Breaking RSA Using Shor's Algorithm

Future work

Distribute the computation

An interesting consequence of how we parallelize addition, by segmenting registers into pieces terminated by carry runways, is that there is limited interaction between the different pieces. In fact, the additions themselves require no communication between the pieces; it is only the lookup procedure preparing the input of the additions that requires communication. If we place each piece on a separate quantum computer, only a small amount of communication is needed to seed the lookups and keep the computation progressing.

Given the parameters we chose for our construction, each lookup is controlled by ten address qubits. Five of those qubits come from the exponent and are re-used hundreds of times. The other five come from the factor register, which is being iterated over during multiplication. If the computation was to be distributed over multiple machines, the communication cost would be dominated by broadcasting the successive groups of five qubits from the factor register.

Recall from Section 2 that each lookup addition takes approximately 37 milliseconds. Five qubits must be broadcast per lookup addition. Therefore, if each quantum computer had a 150 qb/s quantum channel, the necessary qubits could be communicated quickly enough to keep up with the lookup additions. This would distribute the factoring computation.

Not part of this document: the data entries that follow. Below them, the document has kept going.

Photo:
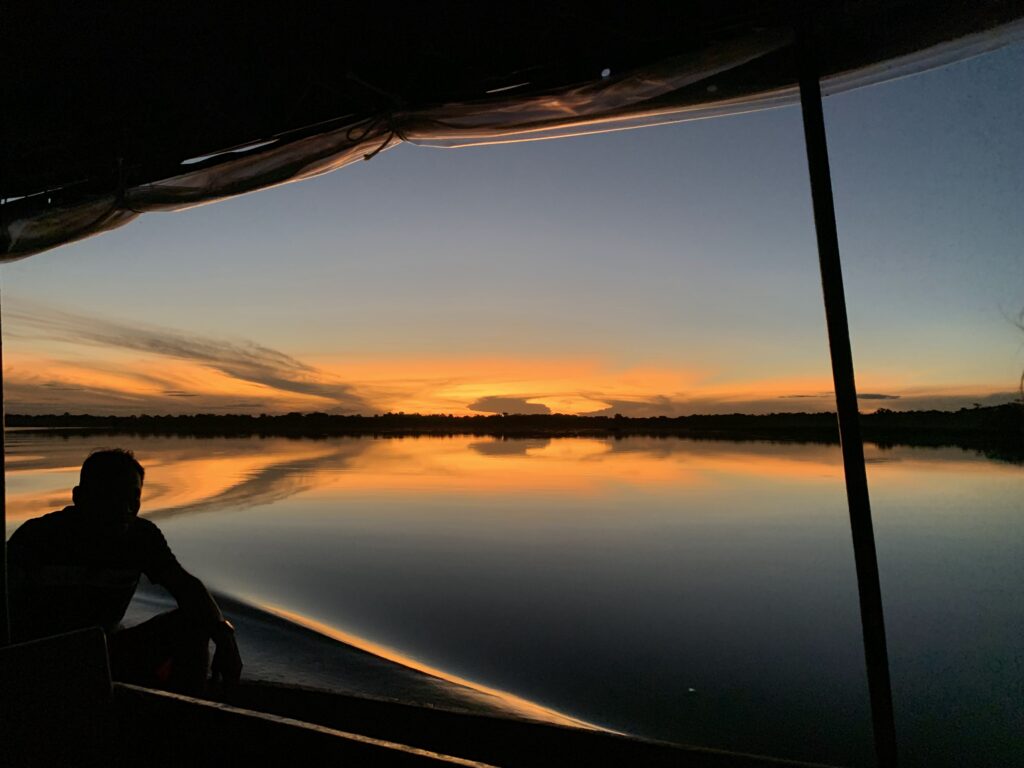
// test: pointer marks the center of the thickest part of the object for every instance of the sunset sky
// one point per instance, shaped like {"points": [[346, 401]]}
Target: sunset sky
{"points": [[665, 270]]}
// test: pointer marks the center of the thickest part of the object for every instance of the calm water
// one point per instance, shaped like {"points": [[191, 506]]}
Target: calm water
{"points": [[692, 591]]}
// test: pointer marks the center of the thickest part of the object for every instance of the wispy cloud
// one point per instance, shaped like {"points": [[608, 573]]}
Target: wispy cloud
{"points": [[242, 360]]}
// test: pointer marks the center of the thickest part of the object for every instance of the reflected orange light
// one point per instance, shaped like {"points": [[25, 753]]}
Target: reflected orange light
{"points": [[189, 475], [506, 700]]}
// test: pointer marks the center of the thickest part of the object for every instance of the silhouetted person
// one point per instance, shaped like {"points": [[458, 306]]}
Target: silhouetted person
{"points": [[80, 566]]}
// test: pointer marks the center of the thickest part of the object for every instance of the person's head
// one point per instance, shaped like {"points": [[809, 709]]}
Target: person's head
{"points": [[110, 486]]}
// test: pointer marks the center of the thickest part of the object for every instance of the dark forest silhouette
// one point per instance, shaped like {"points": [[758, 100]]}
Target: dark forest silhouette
{"points": [[997, 430]]}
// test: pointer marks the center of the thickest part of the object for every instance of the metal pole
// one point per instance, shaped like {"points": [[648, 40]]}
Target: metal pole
{"points": [[4, 620], [868, 587]]}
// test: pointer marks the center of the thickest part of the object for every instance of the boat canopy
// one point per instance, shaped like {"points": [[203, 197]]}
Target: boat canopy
{"points": [[124, 108]]}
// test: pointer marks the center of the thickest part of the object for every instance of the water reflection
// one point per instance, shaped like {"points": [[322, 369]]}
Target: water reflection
{"points": [[695, 591]]}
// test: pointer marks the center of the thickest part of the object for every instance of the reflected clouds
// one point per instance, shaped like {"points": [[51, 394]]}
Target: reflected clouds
{"points": [[186, 475]]}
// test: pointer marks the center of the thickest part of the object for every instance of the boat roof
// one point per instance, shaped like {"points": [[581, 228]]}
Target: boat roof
{"points": [[125, 108]]}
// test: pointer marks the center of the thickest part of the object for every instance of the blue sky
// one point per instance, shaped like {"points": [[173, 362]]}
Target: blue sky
{"points": [[669, 269]]}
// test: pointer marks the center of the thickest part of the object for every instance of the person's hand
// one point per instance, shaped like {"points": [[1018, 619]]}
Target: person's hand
{"points": [[226, 659]]}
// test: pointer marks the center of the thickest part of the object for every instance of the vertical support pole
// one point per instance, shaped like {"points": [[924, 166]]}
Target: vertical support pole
{"points": [[4, 620], [872, 623]]}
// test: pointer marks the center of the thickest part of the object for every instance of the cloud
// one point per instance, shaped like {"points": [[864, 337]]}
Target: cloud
{"points": [[508, 446], [497, 404], [242, 360]]}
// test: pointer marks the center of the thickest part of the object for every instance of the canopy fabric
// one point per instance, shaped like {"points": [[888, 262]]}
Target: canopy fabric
{"points": [[665, 64]]}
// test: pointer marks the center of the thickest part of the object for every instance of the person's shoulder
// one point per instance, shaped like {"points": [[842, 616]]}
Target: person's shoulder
{"points": [[40, 530], [44, 524], [146, 528]]}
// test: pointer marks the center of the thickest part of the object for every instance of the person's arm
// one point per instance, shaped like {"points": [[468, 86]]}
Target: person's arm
{"points": [[197, 602]]}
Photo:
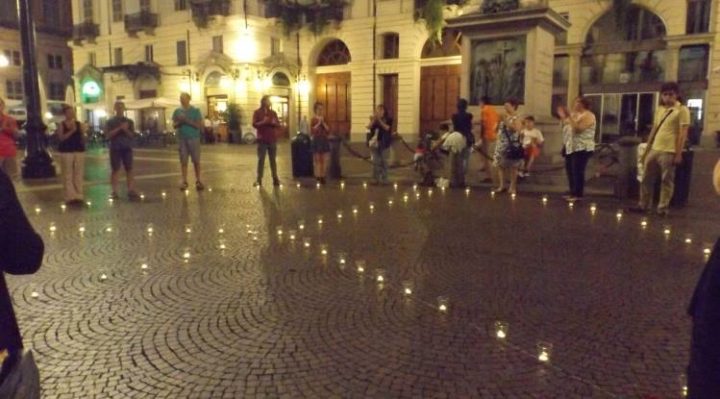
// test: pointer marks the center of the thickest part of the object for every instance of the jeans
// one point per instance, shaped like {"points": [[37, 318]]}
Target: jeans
{"points": [[380, 164], [73, 168], [271, 150], [575, 164], [658, 165]]}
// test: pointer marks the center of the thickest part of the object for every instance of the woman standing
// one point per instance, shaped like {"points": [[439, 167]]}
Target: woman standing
{"points": [[320, 143], [8, 149], [578, 144], [71, 134], [462, 123], [509, 155], [379, 140]]}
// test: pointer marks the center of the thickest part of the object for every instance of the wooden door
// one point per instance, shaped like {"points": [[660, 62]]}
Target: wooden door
{"points": [[439, 92], [333, 90], [390, 93]]}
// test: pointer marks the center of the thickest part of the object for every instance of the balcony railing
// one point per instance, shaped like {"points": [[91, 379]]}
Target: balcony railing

For example, a network topology where the computers were arranged into a linear chain and were constantly forwarding the next set of factor qubits to each other would be sufficient. Each quantum computer in the distributed computation would have a computational layout basically equivalent to the left half (or right half) of Figure 7. Factoring an $n = 2048$ bit number could be performed with two machines each having perhaps 11 million physical qubits, instead of one machine with 20 million physical qubits.

We can decrease the size of each individual quantum computer by decreasing the piece size we use for the additions. For example, suppose we used an addition piece size of $c_{sep} = 256$ and distributed an $n = 2048$ RSA factoring computation over 8 machines. Normally using smaller pieces would proportionally accelerate the addition, but the number of magic state factories has not changed (they have simply been distributed) so each lookup addition will still take approximately the same amount of time. So a 150 qb/s quantum channel per computer should still be sufficient. One caveat here is that each of these much smaller machines has to run its own copy of the lookup operation, and because there are so few factories per machine the lookup will take much longer. The optimal windows sizes of the lookups will decrease, and the total computation time will approximately double.

Based on this surface analysis it seems that, instead of using 1 machine with 20 million qubits, we could use 8 machines each with perhaps 4 million qubits, as long as they were connected by quantum channels with bandwidths of 150qb/s. But we have not carefully explored the question of how to distribute a quantum computation structured in this way and, although there has been significant previous work done on distributing quantum computations, we think the piecewise nature of carry runway adders makes them well suited to a specialized analysis.